The true, underlying condition of the economy is clouded by the sheer scale of Government interventions since the start of the pandemic. Furlough, payment deferrals and enforcement bans have suspended the normal operations of the market – to the extend
that, for some, net incomes were higher than might otherwise have been the case. For four months the Bank of England reported that debt repayment levels exceeded new borrowing, and the savings ratio increased sharply.
But at the end of October, with the formal end of the payment deferrals period and the phasing out of the main furlough programme, there is a sense that reality will begin to bite. This seems also reflected in recent consumer confidence surveys, with
Bank of America data suggested UK customer sentiment has returned to the low depths last seen at the end of March.
This isn’t an entirely emotional reaction to events. ONS data shows that redundancies are sharply higher in recent months. And though Government’s income replacement schemes will no longer apply as generously, the Chancellor’s reforms to his initial Job
Support Scheme may help to cushion the blow for some. Nevertheless, many will fall through the cracks between these support programmes and Universal Credit, welcome though it may be, is a poor substitute for real earnings.
So it is entirely possible that we are on the cusp of a ‘double dip’ recession, not in any way as sharp as the fall experienced from March, but a long way from the optimistic ‘V’ shape a few economists were hoping for.
It’s not that there haven’t been some signs of normality returning during the summer. Credit card spending did revert to traditional levels in late summer – though not yet above 2019 volumes, according to the latest FICO UK credit card market report.
But the lag between official data and real time experience is quite obvious, and with Wales going into a ‘fire break’ fuller lockdown and many other parts of the UK looking to be heading in a similar direction, it is hard to see how even August and
September’s level of performance can be maintained.
There are signs that the Government is hesitating from its ‘phased return to normality’ aspirations. This week’s statement from the Chancellor showed a responsiveness to weaker economic news and the cancellation of his scheduled November Budget and spending
review was no surprise. It feels highly probably we will see repeat Commons statements from the Chancellor in November, December and in January – each time tweaking job and business support schemes to match the economic weather.
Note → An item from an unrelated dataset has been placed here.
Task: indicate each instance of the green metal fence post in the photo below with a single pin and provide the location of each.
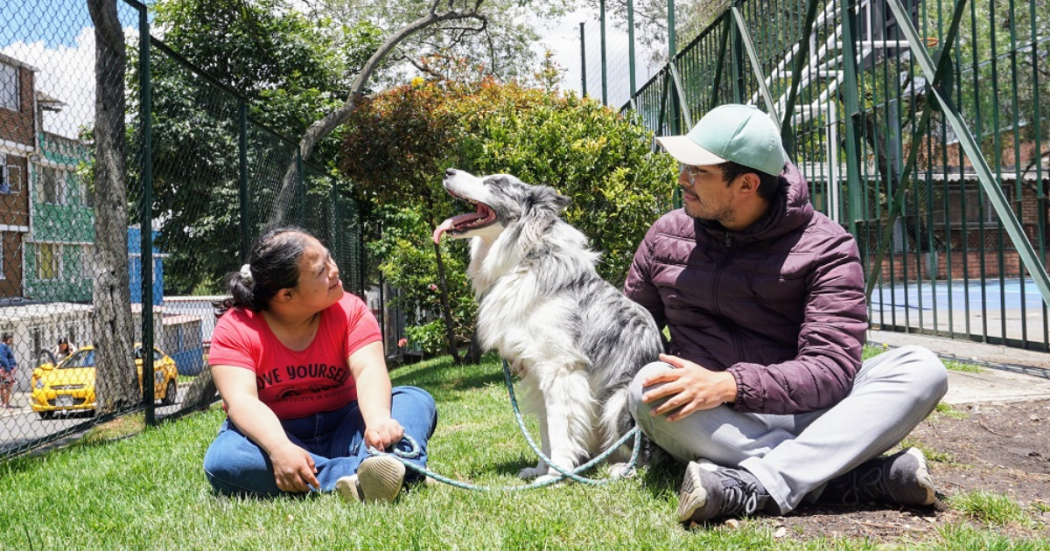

Even with these state interventions, consumers are likely to feel increased financial stress as businesses recalibrate their operations to the new realities. When incomes dwindle, recovering sums owed is obviously harder. So the collections market is
likely to see a higher volume of debt impairment while simultaneously a greater number of customers in financial distress and vulnerability.
The CSA has set out a new series of key considerations for the collections sector to bear in mind as we move towards the winter months. Supporting customers and showing awareness of regional and local restrictions should go hand in hand with a proactive
approach to contacting those who have taken up options for payment deferral so far. It remains the case that, if customers can afford to make some repayments, it is usually in their best interests to do so; further forbearance offered to customers
after the end of October will be reflected on credit files. Nevertheless, there is support available and lenders are successfully signposting those in need of help to professional and independent debt advice.
As we head towards a difficult economic winter, the Government will constantly review the level of direct assistance it can provide. In the meantime, every effort should be made to encourage dialogue between lenders and customers, because open communication
and sharing information about changed circumstances at an early stage is almost always the best route to resolving problems before they escalate.